Burada Erdoğan ve Davutoğlu arasında belirgin bir çizgi farklılığından bahsetmek mümkün değil. Ama Erdoğan tüm sürecin tek muhatabı olmak istiyor. Erdoğan’la bunu bir kez deneyen Batı ise gönüllü değil. Davutoğlu’nu görevden alarak Erdoğan kendisinden başka muhatap bırakmamış oldu. Yeni arayışa “gerek yok” dedi. Türkiye’nin içinde olduğu her denklem artık onunla çözülmek zorunda.

TC=RTE=AKP

Erdoğan ülke içinde de rahat değil. Derinleşerek süren savaş, ekonomide yaşanan kırılganlıklar, gericiliğe karşı isyan noktasına gelen halk Erdoğan’ı yeni Gezi korkusuyla tetikte bekler kılıyor. Yönetmenin tek yolu var; baskı ve şiddet dozunu her dakika biraz daha artırmak. Meclis’te geçmek üzere olan emek, enerji ve çevre konularındaki yasal düzenlemeler, güvenlikçi önlemler, YÖK, dokunulmazlık gibi adımların tamamı bunun işaretleri. Erdoğan kendi geleceği için atılacak bu kritik adımlarda sorun, ikircikli tutum ve tereddüt istemiyor. Hele kendi geleceğiyle partinin kaderini ayırmaya kalkanlara hiç tahammül edemez durumda. Bu yüzden Cumhurbaşkanı danışmanının, Türkiye=RTE=AKP mesajı aynı zamanda önemli bir ayar olarak da okunmalı.

O artık resmen tek başına

Erdoğan, en büyük korkusunun 2013 Haziranı’nda ortaya çıkan büyük isyan dalgası olduğunu saklamıyor. Onun hedeflerine ulaşmasındaki en büyük engel de bu damar. Bu yüzden sürekli gündemde tutup en küçük kıpırdamayı şiddetle bastırmaya çalışıyor.

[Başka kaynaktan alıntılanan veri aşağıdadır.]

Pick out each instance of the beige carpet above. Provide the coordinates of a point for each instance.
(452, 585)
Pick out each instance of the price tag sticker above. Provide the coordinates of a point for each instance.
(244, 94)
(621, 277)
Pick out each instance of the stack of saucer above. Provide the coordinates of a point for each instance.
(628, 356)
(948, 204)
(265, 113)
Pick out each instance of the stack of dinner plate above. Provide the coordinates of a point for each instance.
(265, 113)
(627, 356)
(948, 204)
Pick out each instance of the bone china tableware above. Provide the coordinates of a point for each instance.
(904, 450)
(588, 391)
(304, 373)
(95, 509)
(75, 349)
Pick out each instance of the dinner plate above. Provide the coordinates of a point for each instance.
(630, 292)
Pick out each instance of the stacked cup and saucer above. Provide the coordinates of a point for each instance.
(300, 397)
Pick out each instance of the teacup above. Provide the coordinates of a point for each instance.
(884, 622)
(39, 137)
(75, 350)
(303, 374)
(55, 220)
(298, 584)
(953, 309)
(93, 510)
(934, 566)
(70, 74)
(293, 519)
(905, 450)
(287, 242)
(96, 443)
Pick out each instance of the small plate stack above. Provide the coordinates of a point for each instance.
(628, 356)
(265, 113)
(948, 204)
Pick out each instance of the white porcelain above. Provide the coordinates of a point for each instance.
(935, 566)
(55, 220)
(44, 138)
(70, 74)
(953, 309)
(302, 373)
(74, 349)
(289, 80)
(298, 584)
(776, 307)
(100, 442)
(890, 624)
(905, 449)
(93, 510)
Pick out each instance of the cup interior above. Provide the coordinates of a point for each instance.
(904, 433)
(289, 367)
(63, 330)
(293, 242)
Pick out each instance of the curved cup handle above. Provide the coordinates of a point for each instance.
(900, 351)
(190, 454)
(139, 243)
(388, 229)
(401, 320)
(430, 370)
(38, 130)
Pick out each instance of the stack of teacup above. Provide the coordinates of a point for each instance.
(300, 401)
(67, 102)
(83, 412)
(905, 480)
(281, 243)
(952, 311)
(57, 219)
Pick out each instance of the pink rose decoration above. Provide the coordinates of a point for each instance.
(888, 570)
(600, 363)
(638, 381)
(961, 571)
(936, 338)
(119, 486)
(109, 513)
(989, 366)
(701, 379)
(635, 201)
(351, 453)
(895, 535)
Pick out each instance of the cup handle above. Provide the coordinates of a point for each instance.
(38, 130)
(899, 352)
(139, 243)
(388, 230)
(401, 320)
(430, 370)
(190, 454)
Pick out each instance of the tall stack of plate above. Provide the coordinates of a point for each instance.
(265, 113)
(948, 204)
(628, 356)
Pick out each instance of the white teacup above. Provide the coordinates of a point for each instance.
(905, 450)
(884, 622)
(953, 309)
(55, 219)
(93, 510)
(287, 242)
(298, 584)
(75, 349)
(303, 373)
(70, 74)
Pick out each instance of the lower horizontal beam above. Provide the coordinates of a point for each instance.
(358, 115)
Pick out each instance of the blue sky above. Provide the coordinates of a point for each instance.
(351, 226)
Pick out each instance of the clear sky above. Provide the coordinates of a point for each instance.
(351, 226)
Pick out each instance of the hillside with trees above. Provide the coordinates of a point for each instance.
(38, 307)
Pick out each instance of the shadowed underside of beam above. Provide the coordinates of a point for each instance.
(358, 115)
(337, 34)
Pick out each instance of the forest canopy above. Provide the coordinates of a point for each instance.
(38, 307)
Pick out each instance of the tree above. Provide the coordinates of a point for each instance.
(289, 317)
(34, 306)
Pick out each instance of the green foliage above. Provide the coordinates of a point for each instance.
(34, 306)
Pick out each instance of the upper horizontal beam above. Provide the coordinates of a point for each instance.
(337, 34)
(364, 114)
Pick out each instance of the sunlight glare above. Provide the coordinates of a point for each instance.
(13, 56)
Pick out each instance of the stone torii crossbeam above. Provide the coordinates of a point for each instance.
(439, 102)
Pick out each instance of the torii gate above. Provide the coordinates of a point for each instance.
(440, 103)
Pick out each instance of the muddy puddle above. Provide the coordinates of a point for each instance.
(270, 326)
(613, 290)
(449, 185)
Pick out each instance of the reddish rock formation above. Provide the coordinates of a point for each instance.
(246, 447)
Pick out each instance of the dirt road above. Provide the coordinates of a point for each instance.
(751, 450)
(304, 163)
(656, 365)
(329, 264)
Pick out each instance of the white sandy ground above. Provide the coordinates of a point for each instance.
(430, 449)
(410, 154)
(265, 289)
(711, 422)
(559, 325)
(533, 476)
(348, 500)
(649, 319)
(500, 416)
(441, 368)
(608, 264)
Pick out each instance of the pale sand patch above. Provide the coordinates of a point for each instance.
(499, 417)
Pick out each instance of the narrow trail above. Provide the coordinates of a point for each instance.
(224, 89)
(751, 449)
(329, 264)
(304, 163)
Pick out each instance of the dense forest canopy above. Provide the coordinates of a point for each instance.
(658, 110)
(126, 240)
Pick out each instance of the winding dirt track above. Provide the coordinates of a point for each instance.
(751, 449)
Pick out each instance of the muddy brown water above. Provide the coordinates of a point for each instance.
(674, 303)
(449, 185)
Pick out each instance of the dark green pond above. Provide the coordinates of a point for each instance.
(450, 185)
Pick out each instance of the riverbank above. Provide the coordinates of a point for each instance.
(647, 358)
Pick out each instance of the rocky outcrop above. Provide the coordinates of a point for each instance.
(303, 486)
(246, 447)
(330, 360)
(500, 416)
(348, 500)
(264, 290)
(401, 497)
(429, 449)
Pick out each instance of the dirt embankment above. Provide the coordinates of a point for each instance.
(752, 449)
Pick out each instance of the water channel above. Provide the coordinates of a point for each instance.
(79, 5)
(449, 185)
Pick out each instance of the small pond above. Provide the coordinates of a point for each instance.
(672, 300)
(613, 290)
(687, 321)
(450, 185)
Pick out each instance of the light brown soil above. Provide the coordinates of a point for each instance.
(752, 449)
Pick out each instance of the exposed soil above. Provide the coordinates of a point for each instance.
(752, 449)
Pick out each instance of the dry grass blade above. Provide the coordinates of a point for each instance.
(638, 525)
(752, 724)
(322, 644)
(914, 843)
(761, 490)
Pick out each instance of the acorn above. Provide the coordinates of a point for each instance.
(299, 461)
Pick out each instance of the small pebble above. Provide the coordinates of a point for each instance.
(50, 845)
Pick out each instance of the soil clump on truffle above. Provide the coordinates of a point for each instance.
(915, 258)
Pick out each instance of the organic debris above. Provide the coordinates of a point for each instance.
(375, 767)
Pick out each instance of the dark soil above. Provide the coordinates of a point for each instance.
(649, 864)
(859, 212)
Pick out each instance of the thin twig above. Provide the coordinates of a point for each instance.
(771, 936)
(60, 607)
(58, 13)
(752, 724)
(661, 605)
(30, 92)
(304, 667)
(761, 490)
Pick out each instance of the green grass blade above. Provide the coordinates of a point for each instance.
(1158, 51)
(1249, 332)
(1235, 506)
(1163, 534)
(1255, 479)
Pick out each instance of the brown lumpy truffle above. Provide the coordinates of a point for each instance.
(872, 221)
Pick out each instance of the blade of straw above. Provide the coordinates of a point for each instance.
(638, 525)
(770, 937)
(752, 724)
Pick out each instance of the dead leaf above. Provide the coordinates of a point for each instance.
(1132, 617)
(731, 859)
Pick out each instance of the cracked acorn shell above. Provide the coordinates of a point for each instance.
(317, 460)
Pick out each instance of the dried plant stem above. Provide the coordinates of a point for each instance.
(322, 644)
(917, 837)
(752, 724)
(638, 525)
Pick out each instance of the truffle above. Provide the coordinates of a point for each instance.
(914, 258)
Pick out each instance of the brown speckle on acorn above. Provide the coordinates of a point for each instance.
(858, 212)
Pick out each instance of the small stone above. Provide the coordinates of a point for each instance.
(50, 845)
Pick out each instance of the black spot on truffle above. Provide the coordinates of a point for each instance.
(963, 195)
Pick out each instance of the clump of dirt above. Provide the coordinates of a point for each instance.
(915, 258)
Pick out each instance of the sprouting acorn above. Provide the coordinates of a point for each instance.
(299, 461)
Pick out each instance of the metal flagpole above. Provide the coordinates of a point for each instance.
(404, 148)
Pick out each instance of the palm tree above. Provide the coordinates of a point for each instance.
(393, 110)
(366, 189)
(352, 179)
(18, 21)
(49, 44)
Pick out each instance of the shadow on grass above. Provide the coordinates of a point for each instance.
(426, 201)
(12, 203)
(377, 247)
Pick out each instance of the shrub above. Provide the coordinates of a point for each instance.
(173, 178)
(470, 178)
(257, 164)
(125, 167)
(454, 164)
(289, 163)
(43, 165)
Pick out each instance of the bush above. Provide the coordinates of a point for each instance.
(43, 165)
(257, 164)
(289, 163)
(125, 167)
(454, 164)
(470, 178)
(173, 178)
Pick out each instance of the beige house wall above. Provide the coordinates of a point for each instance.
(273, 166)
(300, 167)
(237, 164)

Erdoğan’ın baskıyla yönetmek için güçlü bir partiye, onun yetmediği durumda da desteğe hazır bir partiye (MHP) ihtiyacı var. Bu nedenle partide Davutoğlu ve ekibinin faaliyetiyle Akşener’ın başını çektiği MHP muhalefetini bir tehdit olarak gördü.

Aileden ya da en yakınından biri

Erdoğan son hamle ile tüm gücü elinde topladı. 22 Mayıs günü kendisine Bakanlar Kurulu’nda sekreterlik yapması için bir başbakan atayacak. AKP içinde bile ‘düşük profil’ talebi bugünden gündeme getirildi. Bu noktada isimlerin çok anlamı kalmadı. Kendisinin tüm sırlarını bilen, isteklerine yanıt verebilecek bir meziyeti olması yeterli. Aileden ya da en yakınından biri. Binali Yıldırım ve Berat Albayrak’tan başka isim de yok görünüyor.